2008
04.29

A Story With No End

The games as art debate is probably one of the most popular among the video game community in recent memory. I’m not going to rehash any of that, I merely bring it up because the premise of most of what I’m about to write is that, yes, they can be art.

A good video game can provide all the emotions of a book or movie. A shocking ending can tug at the heartstrings. A well designed villain can elicit feelings of anger or even fear. You can feel the pain of a troubled hero or compelling protagonist. In short, you can connect with the story and the characters within it. You struggle with the characters from the very beginning and feel a genuine connection to them to the point where you care about what happens to them. You are invested in the story and you care about how it ends. But what happens when a story has no end?

MMOs of today have a story, albeit one that is easy to ignore (“Quest givers have text???”). But why is it so easy to ignore? Why is it that I don’t particularly care what exactly killing X of Y does for John Q. NPC? Is it some flaw in the way I play the game? Maybe. Is it a flaw in the game itself? No, I don’t think so, simply a limitation of the genre. With millions of people playing a single game it’s impossible to truly give one player a sense of control over the world. Yes there is a story going on but when you play through the same boss fight for the 20th time while realizing that there are any number of other groups doing the exact same thing and whether defeated or victorious come next week your foe will be right back where he was today. So it becomes difficult to allow the story to suck you in when no matter what you do, the tale will roll on at it’s own pace. It is hard to really feel for the NPCs plight when you know you’ll never receive the satisfaction of a true conclusion, afterall, an MMO should (technically) go on forever.

Maybe I’m looking at this in the wrong way though, just because the old dungeons still exist doesn’t mean that there was no definite conclusion to their story. I should probably be looking at it from the perspective that each block of content is another chapter, another book in the epic saga. Yeah, that is the best way to look at it. We suspend a lot of disbelief when we play games and that’s the point after all.

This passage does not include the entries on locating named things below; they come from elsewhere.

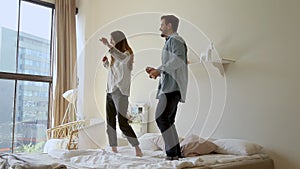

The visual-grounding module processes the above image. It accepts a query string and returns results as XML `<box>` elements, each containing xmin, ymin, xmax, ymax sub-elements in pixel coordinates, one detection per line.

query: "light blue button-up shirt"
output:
<box><xmin>156</xmin><ymin>33</ymin><xmax>188</xmax><ymax>102</ymax></box>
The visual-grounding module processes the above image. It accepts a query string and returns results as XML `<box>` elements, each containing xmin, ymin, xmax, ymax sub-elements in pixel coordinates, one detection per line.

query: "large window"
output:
<box><xmin>0</xmin><ymin>0</ymin><xmax>54</xmax><ymax>153</ymax></box>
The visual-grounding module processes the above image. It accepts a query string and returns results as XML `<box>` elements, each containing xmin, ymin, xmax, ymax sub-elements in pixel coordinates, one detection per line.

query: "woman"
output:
<box><xmin>100</xmin><ymin>31</ymin><xmax>143</xmax><ymax>157</ymax></box>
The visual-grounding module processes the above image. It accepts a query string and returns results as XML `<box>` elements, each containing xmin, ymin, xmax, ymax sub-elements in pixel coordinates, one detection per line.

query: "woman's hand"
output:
<box><xmin>102</xmin><ymin>56</ymin><xmax>107</xmax><ymax>62</ymax></box>
<box><xmin>99</xmin><ymin>37</ymin><xmax>112</xmax><ymax>48</ymax></box>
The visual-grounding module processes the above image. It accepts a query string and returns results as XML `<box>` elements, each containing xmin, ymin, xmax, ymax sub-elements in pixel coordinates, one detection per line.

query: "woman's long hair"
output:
<box><xmin>110</xmin><ymin>31</ymin><xmax>133</xmax><ymax>69</ymax></box>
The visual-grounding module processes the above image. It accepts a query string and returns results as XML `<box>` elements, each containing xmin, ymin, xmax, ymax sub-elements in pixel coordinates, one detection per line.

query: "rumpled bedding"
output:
<box><xmin>0</xmin><ymin>146</ymin><xmax>268</xmax><ymax>169</ymax></box>
<box><xmin>0</xmin><ymin>153</ymin><xmax>67</xmax><ymax>169</ymax></box>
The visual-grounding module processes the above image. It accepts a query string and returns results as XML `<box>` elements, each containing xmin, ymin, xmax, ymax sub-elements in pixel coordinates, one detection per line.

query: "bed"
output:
<box><xmin>0</xmin><ymin>123</ymin><xmax>274</xmax><ymax>169</ymax></box>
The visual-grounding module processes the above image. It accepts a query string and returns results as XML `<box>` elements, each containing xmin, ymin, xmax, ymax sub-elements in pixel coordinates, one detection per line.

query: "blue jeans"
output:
<box><xmin>155</xmin><ymin>91</ymin><xmax>182</xmax><ymax>157</ymax></box>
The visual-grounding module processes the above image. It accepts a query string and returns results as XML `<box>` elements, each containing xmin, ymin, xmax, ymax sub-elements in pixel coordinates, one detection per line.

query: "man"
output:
<box><xmin>146</xmin><ymin>15</ymin><xmax>188</xmax><ymax>160</ymax></box>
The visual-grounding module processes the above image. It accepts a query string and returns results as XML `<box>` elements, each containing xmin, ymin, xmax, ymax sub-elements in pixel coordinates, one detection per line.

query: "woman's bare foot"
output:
<box><xmin>111</xmin><ymin>147</ymin><xmax>118</xmax><ymax>153</ymax></box>
<box><xmin>135</xmin><ymin>146</ymin><xmax>143</xmax><ymax>157</ymax></box>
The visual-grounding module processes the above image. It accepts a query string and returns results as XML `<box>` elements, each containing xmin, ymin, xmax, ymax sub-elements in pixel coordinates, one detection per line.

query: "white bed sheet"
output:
<box><xmin>0</xmin><ymin>146</ymin><xmax>269</xmax><ymax>169</ymax></box>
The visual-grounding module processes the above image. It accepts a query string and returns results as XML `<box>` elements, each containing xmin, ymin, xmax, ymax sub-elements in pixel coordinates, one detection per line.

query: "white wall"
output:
<box><xmin>77</xmin><ymin>0</ymin><xmax>300</xmax><ymax>169</ymax></box>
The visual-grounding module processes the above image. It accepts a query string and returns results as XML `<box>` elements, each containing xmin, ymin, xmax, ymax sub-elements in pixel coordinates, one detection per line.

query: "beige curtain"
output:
<box><xmin>51</xmin><ymin>0</ymin><xmax>77</xmax><ymax>127</ymax></box>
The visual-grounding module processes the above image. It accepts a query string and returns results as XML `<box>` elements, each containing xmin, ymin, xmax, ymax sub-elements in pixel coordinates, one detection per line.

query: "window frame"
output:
<box><xmin>0</xmin><ymin>0</ymin><xmax>55</xmax><ymax>153</ymax></box>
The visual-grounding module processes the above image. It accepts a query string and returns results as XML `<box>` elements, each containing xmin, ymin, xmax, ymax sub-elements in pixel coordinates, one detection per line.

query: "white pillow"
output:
<box><xmin>44</xmin><ymin>139</ymin><xmax>69</xmax><ymax>153</ymax></box>
<box><xmin>138</xmin><ymin>133</ymin><xmax>160</xmax><ymax>151</ymax></box>
<box><xmin>213</xmin><ymin>139</ymin><xmax>263</xmax><ymax>155</ymax></box>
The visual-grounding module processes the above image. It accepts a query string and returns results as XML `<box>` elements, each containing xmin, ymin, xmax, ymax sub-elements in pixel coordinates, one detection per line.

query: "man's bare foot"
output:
<box><xmin>111</xmin><ymin>147</ymin><xmax>118</xmax><ymax>153</ymax></box>
<box><xmin>135</xmin><ymin>146</ymin><xmax>143</xmax><ymax>157</ymax></box>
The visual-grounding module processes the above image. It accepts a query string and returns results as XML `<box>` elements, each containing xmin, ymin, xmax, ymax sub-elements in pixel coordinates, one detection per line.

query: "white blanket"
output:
<box><xmin>0</xmin><ymin>146</ymin><xmax>268</xmax><ymax>169</ymax></box>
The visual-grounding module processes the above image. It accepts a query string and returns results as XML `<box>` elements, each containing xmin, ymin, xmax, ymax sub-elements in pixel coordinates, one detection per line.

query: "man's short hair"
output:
<box><xmin>160</xmin><ymin>15</ymin><xmax>179</xmax><ymax>32</ymax></box>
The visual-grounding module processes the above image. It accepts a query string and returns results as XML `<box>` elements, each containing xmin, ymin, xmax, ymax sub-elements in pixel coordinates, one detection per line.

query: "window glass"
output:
<box><xmin>18</xmin><ymin>1</ymin><xmax>52</xmax><ymax>76</ymax></box>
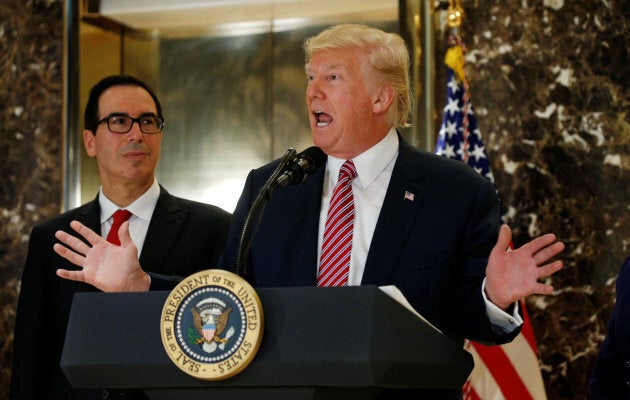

Don’t get me wrong. I truly enjoy my time playing MMOs, in particularly WoW; so much so that lately I’ve had to eat a lot of the words I’ve said about it in the past (they were delicious by the way). The enjoyment is just different than what I felt playing through something like Baldur’s Gate. Part of that is the limitations of the genre, part of it is my own limitations. But the differences are OK. Two different feelings, two different types of addiction. Plus, if someone were to actually find a way to combine the addictions…the world would be doomed.